The Cambricon earnings conference ultimately revealed more about management’s communication strategy than about the company’s business fundamentals. The selective answering of investor questions, avoidance of specific client identification, and generalized competitive discussions suggest either significant business vulnerabilities or poor investor relations practices – neither scenario inspires confidence for institutional investors requiring transparency for portfolio decisions.

For sophisticated market participants, the Cambricon earnings conference underscores the importance of critical due diligence beyond official presentations. Investors should closely monitor upcoming financial disclosures, regulatory filings, and industry channel checks to independently verify the company’s market position and customer relationships. The disconnect between the stock’s spectacular performance and the fundamental concerns raised during the Cambricon earnings conference suggests either market inefficiency or information asymmetry that warrants cautious positioning.

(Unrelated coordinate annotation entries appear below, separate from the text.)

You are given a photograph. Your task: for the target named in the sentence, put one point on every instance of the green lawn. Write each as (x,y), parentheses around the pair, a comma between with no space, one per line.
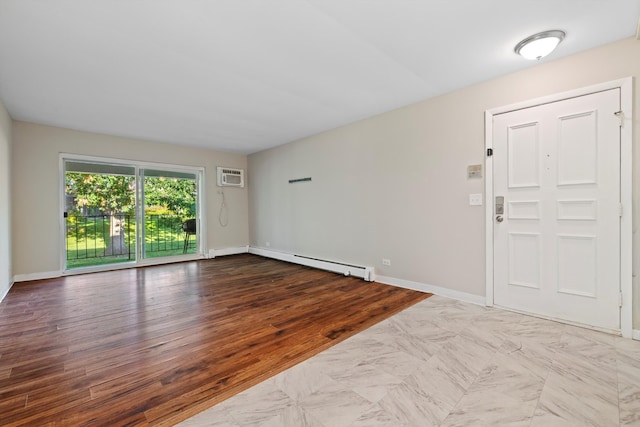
(87,237)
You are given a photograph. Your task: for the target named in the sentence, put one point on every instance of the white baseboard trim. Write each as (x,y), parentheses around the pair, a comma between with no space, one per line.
(228,251)
(6,292)
(436,290)
(36,276)
(363,272)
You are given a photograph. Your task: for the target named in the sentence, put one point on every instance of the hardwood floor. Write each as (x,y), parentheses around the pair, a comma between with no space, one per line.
(155,345)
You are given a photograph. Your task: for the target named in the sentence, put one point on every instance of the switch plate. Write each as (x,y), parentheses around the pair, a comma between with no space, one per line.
(475,199)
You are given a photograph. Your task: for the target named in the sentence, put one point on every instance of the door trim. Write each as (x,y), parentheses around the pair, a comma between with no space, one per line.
(626,165)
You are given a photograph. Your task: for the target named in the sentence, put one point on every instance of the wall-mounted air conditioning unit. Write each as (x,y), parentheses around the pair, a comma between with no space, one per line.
(230,177)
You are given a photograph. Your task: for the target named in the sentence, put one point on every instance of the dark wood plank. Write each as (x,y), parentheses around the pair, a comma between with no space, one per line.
(156,345)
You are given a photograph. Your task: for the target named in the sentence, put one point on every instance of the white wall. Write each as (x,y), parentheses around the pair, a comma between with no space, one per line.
(36,189)
(394,186)
(6,276)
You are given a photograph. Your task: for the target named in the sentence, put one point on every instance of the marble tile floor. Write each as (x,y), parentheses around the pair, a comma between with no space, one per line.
(443,362)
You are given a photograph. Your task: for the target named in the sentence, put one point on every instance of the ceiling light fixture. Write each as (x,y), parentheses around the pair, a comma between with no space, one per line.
(539,45)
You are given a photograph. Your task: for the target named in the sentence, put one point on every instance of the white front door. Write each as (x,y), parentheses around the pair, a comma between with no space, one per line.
(556,168)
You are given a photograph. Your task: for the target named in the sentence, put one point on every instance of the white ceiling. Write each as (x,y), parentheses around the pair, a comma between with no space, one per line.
(245,75)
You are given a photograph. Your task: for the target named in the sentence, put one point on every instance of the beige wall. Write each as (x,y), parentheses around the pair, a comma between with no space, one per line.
(394,186)
(36,188)
(6,276)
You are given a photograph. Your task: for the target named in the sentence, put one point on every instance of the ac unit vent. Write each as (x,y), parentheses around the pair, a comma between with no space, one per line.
(230,177)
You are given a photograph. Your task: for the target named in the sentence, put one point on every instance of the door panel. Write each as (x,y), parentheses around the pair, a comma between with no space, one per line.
(556,249)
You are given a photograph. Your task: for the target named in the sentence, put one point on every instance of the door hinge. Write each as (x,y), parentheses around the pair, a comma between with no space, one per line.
(620,299)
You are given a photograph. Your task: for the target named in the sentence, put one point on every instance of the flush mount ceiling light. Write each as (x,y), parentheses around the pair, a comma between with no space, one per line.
(539,45)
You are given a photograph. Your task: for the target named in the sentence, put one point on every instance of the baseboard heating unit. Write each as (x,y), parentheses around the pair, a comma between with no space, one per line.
(365,273)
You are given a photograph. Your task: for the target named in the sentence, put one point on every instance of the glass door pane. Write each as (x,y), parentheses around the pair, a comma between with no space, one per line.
(100,220)
(170,206)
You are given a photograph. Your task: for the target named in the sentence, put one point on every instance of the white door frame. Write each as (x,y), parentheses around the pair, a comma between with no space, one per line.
(626,196)
(137,165)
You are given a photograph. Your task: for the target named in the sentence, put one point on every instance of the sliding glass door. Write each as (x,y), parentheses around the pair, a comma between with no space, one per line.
(169,201)
(129,213)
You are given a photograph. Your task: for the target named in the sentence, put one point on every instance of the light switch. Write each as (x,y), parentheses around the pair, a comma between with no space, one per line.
(475,199)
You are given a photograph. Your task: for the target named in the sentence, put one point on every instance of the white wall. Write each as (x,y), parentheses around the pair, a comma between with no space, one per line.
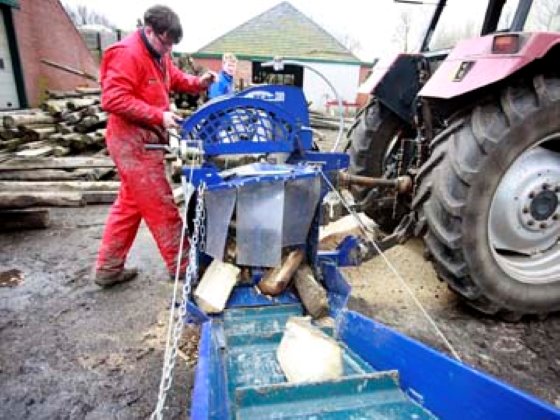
(344,77)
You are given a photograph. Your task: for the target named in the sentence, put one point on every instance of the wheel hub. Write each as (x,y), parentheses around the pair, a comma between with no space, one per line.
(524,222)
(544,205)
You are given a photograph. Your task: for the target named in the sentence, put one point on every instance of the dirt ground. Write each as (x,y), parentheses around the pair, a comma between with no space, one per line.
(69,350)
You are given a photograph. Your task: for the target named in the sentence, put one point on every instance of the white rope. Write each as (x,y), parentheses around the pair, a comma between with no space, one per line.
(394,270)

As China’s AI chip competition intensifies, Cambricon must address these transparency issues to maintain investor confidence and secure its position in an increasingly crowded market. The next earnings conference will be critical for rebuilding trust – management must prepared to address the unanswered questions from this Cambricon earnings conference with concrete data and specific commitments rather than generalized technology visions.